If not explicitly set, num_nodes will be calculated via x.size(0). In general, you cannot rely on num_nodes == edge_index.max() + 1 because of isolated nodes.
https://github.com/rusty1s/pytorch_geometric/issues/1391#issue-649149066
So if I want to build a Data() from the above example edge_index, I should reorder the edge_index?
What do you mean by re-ordering? As far as I can see, there's no reason to modify it in the first-place.
https://github.com/rusty1s/pytorch_geometric/issues/1580#issuecomment-682341772
Oh! I have misunderstood the meaning here. I thought it means that I need to sort the edge_index.

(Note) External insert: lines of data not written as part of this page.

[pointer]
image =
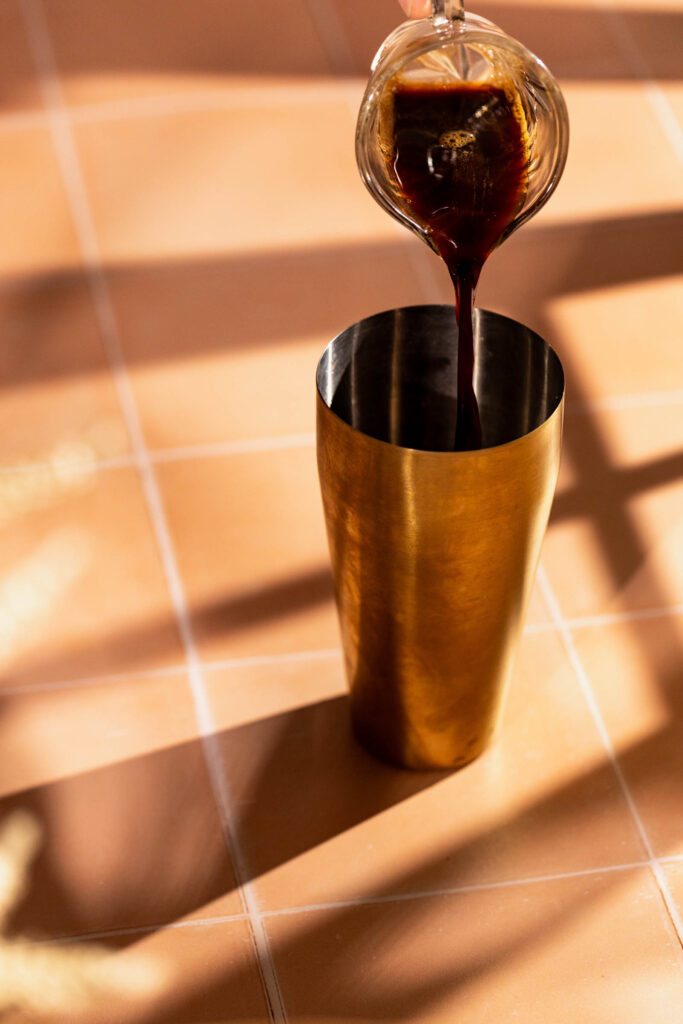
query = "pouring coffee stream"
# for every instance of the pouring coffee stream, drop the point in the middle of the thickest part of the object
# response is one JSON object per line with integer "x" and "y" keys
{"x": 462, "y": 136}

For example, if I have a graph with [[0, 1], [1, 4], [1, 5], [1, 6], [0, 2], [2, 7], [0, 3], [3, 8], [3, 9], [3, 10], [3, 11]], then I need to reorder this to [[0, 1], [0, 2], [0, 3], [1, 4], [1, 5], [1, 6], [2, 7], [3, 8], [3, 9], [3, 10], [3, 11]].
For the above example (original order), I have 12 nodes and I have to give x with the length of 12?
If my x is torch.arrange(12), this means that node 0 will get x=0, node 1 get x=1, node 4 get x=2 and so on?
(1) edge_index does not need to be sorted.
(2) Yes, exactly :)
Got it!
l = np.array([[0, 1], [1, 4], [1, 5], [1, 6], [0, 2], [2, 7], [0, 3], [3, 8], [3, 9], [3, 10], [3, 11]]).transpose()
r = np.array([l[1, :], l[0, :]])
edge_index = torch.from_numpy(r)
train_loader = NeighborSampler(edge_index,
sizes=[2, 2], batch_size=1)
for batch_size, n_id, adjs in train_loader:
print("###")
for edge_ind, e_id, size in adjs:
print(e_id)
For the above code, Is there a more detailed description of batch_size, n_id returned by the NeighborSampler?
And edge_ind, e_id, size returned by adjs?
Sorry for the bothering, I have found the documentation about it.
an item returned by NeighborSampler holds the current batch_size, the IDs n_id of all nodes involved in the computation, and a list of bipartite graph objects via the tuple (edge_index, e_id, size), where edge_index represents the bipartite edges between source and target nodes, e_id denotes the IDs of original edges in the full graph, and size holds the shape of the bipartite graph.
If I have isolated nodes in the graph, how should I assign their feature by x?
Since they won't appear in the edge_index.
Or I only need to assign features to those who aren't isolated and manually assign the num_node by myself?
Isolates nodes are still nodes, so they should have the same semantic node features as all the remaining nodes. If they aren't important for your computation graph, feel free to set them to zero.
That's said I have a graph with the example mentioned above as [[0, 1], [1, 4], [1, 5], [1, 6], [0, 2], [2, 7], [0, 3], [3, 8], [3, 9], [3, 10], [3, 11]].
If I have an isolated node called 12, how should I assign the feature to it with x ?
And what if the isolated node is not a starting(0) or ending index(max_node)?
You can still add node features for isolated nodes, i.e. to add node 12 as an isolated nodes, you simply have a node feature matrix of shape [13, num_features] where x[12] corresponds to the features of node 12.
If 4 is the isolated node with [[0, 1], [1, 5], [1, 6], [0, 2], [2, 7], [0, 3], [3, 8], [3, 9], [3, 10], [3, 11]]
And I have x is torch.arrange(12), in the previous discussion suggest that I will have x=0 for node0, x=1 for node 1, x=2 for node 5, x=3 for node 6, x=4 for node 2 and so on.
In this case, the x[4] won't be the feature of the isolated node 4 ?
x[4] denotes the feature of the isolated node 4. That is true for all nodes, i.e.: node i holds its features in x[i].
So when I havex is torch.arrange(12) as features, it should mean that node i in edge_index would have feature x[i]?
Edge [1,5] would get x[1] and x[5] as the feature for node 1 and node 5.
Yes :)